De eso ha ido este año también. De decepciones. Los primeros encuentros de enamorados, las primeras citas, debían combinar dentro del bolso o del bolsillo del pantalón una PCR, un condón y una mascarilla de repuesto. Nunca antes enamorarse ha resultado tan caro. Sin balcones medievales ni familias Capuleto guardando la puerta. Mascarilla y miedo a contagiarse. La última prenda en quitarse ha sido la mascarilla, quién lo iba a decir, por detrás del sostén y los calzoncillos. Y también la que más se ha resistido en el tiempo. Con las mascarillas hemos sufrido un giro copernicano tan abrumador que sonroja leer las hemerotecas de hace un año.
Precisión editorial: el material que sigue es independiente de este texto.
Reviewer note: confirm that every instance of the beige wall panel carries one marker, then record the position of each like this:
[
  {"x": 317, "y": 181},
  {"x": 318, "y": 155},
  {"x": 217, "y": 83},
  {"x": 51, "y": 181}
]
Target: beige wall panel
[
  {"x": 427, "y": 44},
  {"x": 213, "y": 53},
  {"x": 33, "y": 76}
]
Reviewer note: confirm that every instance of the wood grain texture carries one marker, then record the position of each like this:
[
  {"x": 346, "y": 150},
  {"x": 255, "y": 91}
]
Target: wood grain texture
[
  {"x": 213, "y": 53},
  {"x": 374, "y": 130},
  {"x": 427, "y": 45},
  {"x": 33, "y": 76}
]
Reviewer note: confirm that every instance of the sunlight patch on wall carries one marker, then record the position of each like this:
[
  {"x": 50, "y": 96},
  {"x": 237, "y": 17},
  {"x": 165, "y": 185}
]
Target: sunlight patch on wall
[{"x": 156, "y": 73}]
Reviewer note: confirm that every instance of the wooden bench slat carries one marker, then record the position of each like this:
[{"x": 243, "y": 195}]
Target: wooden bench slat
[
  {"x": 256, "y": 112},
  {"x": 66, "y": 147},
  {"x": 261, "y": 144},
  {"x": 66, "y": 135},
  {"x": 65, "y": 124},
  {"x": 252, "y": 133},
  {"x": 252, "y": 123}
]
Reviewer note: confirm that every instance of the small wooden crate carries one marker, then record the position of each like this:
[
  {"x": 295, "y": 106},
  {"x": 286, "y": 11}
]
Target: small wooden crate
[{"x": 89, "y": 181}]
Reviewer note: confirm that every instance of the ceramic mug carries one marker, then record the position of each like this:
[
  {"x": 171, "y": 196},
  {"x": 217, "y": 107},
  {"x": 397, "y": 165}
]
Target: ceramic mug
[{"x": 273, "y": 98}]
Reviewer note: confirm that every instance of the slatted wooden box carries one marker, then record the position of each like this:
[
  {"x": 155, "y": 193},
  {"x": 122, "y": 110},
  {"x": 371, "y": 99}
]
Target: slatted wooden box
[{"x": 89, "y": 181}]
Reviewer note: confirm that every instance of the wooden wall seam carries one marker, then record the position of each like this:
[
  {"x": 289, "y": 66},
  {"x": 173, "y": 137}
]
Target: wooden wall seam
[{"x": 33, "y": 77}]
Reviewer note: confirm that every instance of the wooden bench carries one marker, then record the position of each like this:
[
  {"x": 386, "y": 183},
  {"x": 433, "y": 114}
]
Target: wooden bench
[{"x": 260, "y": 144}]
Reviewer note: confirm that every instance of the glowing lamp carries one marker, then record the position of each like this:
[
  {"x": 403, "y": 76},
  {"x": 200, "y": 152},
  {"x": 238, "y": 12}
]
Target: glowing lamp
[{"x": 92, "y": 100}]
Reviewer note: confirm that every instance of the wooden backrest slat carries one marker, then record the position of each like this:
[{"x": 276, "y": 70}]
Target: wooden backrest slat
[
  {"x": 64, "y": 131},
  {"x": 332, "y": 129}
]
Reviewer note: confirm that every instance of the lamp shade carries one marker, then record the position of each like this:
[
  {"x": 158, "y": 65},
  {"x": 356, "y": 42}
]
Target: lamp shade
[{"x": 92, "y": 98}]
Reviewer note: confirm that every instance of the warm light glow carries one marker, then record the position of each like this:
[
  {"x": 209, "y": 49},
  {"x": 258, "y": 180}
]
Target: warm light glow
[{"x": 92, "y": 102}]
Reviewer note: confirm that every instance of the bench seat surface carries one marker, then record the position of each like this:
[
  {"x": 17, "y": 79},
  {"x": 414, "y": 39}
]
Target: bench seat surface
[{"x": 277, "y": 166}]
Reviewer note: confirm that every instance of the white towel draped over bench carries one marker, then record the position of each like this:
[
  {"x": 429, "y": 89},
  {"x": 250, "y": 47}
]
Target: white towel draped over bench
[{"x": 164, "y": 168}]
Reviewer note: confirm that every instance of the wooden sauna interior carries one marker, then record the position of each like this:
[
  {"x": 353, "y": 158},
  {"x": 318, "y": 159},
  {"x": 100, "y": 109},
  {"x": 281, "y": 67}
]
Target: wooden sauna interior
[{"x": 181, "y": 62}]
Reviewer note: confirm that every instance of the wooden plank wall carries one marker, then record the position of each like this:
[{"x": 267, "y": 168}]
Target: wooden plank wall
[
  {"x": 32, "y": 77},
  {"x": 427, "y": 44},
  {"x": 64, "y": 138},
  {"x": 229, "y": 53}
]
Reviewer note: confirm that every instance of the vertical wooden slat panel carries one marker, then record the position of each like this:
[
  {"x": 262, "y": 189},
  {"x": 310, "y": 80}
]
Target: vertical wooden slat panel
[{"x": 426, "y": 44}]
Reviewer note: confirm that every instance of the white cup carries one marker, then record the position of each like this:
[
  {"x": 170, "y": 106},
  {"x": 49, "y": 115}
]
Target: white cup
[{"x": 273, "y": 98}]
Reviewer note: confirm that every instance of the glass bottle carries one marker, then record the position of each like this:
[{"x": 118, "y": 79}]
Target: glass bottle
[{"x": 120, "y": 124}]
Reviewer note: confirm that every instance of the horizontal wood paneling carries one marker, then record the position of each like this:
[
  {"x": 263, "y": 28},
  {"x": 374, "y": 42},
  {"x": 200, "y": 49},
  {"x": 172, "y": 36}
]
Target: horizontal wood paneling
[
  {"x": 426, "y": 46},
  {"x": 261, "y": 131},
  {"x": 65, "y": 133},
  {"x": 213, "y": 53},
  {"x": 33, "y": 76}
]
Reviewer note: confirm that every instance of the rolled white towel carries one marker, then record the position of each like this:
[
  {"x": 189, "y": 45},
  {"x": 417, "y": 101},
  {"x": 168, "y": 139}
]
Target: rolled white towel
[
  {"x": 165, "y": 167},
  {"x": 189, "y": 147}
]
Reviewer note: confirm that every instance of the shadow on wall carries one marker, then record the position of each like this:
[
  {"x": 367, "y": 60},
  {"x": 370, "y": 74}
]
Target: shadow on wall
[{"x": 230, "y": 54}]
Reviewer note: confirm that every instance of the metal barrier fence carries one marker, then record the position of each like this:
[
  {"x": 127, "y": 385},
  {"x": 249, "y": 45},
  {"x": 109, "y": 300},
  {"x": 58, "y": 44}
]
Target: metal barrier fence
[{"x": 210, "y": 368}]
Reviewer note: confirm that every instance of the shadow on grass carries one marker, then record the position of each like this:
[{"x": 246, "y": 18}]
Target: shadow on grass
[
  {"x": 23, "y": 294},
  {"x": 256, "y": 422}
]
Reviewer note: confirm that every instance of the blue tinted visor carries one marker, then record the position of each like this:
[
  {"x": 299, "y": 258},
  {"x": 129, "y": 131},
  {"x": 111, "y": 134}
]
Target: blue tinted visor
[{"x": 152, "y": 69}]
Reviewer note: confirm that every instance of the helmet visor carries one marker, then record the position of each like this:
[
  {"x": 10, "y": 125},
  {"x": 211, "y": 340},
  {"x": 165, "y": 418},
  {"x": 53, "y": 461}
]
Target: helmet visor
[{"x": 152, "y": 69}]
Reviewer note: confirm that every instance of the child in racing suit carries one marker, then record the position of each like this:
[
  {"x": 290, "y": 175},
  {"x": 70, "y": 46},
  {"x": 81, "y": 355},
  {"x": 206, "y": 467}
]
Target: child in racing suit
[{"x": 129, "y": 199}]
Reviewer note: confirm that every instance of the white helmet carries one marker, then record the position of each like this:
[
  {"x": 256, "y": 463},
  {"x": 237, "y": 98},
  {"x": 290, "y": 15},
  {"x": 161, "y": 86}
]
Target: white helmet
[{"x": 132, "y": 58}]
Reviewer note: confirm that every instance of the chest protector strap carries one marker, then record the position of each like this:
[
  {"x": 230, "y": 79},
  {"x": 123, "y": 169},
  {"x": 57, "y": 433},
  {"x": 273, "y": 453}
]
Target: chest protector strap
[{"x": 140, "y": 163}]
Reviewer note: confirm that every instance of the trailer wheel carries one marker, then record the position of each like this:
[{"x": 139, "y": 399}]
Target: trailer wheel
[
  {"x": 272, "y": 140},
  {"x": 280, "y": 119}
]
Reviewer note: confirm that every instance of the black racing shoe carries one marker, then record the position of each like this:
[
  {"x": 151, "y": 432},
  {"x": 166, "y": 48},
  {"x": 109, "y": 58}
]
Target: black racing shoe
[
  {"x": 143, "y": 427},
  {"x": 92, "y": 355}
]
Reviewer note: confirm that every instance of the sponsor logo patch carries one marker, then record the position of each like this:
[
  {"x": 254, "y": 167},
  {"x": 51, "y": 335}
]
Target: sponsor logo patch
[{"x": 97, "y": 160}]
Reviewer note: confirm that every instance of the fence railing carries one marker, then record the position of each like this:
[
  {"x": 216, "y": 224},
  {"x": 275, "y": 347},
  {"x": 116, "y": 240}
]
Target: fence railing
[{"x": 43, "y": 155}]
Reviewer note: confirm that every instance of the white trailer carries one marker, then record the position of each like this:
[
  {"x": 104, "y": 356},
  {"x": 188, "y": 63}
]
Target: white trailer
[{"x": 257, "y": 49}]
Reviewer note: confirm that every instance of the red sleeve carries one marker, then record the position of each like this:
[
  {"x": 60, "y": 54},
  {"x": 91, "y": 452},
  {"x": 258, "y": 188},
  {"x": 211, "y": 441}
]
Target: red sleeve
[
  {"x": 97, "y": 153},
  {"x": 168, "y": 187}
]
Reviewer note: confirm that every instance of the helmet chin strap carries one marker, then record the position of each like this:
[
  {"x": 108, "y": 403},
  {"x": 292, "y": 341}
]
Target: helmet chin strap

Hemos pasado de discursos negacionistas, tan institucionales como peligrosos, a imponerla por Real Decreto. Aún recuerdo en abril del año pasado cómo había mascarillas solidarias y egoístas, cómo llamaban exagerados y alarmistas a los que salían a la calle con ellas puestas. Todos esos expertos que locutaban nuestro confinamiento en horario infantil para decirnos que la ciencia, la santa madre ciencia, afirmaba que las mascarillas no eran necesarias. Acabáramos. Un año después, la vecina ha entendido que el pintalabios, por primera vez, va antes que la mascarilla. Logro histórico de nuestra sociedad. Ahora toca aprender a convivir sin ella. A perder el miedo al que pasea por la calle. Al de la primera cita y al compañero de trabajo. Al inquisidor que nos mirará desde la esquina y al político que volverá a utilizar las mascarillas como arma arrojadiza, trofeo de caza y forma de indultar los problemas venideros. Qué caro se ha puesto respirar hoy en día, con o sin mascarilla.